•••
"Açıkçası bu kadar yakışıklı beklemiyordum." Uzanıp elinden telefonumu aldım ve ekranı kilitledim.
Yılın yürüme ödülüne aday arkadaşıma da göz devirmeyi ihmal etmemiştim.
"O kadar şeyden buna mı takıldın?" Jisung gözlerini büyültüp ağzını açacakken sincap görünüşünden onu ciddiye alamayacağımı fark edip Jeongin ve Changbin'e döndüm.
"Ben olsam çekinirdim."
"Bir yandan mantıklı bir hareket ama nasıl denk getirdi ki seni? Rastgele seçip yazmış olamaz."

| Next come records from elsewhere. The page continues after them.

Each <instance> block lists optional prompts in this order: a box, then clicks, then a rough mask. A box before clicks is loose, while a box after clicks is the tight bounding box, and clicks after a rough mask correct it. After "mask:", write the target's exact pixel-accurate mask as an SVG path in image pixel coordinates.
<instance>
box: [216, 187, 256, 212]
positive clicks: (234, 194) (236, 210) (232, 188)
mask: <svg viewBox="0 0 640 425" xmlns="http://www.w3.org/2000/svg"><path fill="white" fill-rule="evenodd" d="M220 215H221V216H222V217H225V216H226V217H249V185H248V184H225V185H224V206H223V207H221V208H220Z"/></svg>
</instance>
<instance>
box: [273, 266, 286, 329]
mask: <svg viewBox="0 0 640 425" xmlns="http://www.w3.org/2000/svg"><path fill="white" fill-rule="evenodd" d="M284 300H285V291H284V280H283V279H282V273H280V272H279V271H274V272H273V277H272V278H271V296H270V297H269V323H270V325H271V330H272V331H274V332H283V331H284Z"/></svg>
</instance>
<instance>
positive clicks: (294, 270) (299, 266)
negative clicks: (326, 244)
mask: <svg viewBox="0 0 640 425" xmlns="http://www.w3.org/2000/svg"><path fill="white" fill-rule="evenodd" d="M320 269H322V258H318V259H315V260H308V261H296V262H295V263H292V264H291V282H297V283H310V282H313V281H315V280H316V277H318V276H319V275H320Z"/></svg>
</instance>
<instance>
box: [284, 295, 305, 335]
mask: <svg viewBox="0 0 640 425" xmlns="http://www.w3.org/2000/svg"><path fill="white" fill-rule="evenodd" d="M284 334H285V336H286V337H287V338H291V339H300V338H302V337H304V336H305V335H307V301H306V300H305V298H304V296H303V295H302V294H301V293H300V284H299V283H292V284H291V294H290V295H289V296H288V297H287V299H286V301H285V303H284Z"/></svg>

Jeongin elindeki çekirdek dolu avucuna bakarken beni de düşüncelere sürüklemişti.
Neden ben? Gayet masum biriyim ve kendi halimde takılıyorum. Heyecan da aramıyorum. Ama neden beni bulmuştu?
"Engellemeli miyim?"
"Çocuğa sana yazabileceğini söyledikten sonra mı?"
"Bir şey istemenin yeri ve zamanı olmaz."
"Sen kimseyi kıramazsın Lix." Onun için bu haldeyim ya zaten.
Pişman olmak ve olmamak arasında gidiyordum.
Her türlü iyi niyetimden yanıyordum.
"Neden sana yazabileceğini söyledin oğlum? Yakışıklı diye de tanımadığın birini çekemezsin." Omuz silkip iç çektim.
"Sadece üzüldüm. Anlattıklarının, sevgilisiyle olan sorunun gerçek olma ihtimalini düşünüp üzüldüm."
"Bırak yazsın. En fazla ne kadar devam ettirebilir?" Jisung omzuyla omzumu ittirip Changbin'e çarpmamı sağlarken sakince konuşmuştu.
Aklıma sevgilisiyle arasının devamlı bozulup üzülebileceği ve yazabileceği ihtimali gelirken tekrar iç çektim.
Durduk yere iş almıştım başıma.
Yardım etsem? Ayrıl desem de olmazdı. Kısa süredir yazmasına rağmen onu kırmak istemediğini anlamıştım. Empati de yapamıyordum. Madem ki birini severek onun yanındayım, nasıl bir anda ondan soğuyabilirdim ki? Mutlaka bir şey olmuş olması gerekmez miydi?
Bunlar senin derdin değil Felix, kendine gel.
"İyi yönünden bak. Yakışıklı çıktı." Yapılan imaya karşı gülmüştüm. İlk anlattığımda sadece uyarı kısmına geçmişlerdi.
Belki beni tanıyor olabilirdi ve anlattıkları sadece yalandan şeyler de olabilirdi. Ki buna ihtimal vermek bile istemiyorum. Kullanılmak kesinlikle iç açıcı gelmiyor.
Changbin'in uzattığı çilekli sütü aldım ve pipeti şeffaf paketinden çıkardım. Gözlerim üstündeki pembe inek desenine kayarken istemsizce gülümsemiştim.
Babam hâlâ daha kendi oğlu olduğuma inanamıyordu. Onunla inanılmaz zıt yönlerimiz vardı. Fakat seviyorduk işte birbirimizi.
O her zaman daha ciddi, sert biri olmuştu. Ben ise arkadaşlarımla park köşelerinde, kum göllerinin etrafında çilekli süt içip çekirdek çitleyen uysal, sempatik çocuk olmuştum. Öyle bir adamdan nasıl ben olmuştum gerçekten merak konusuydu.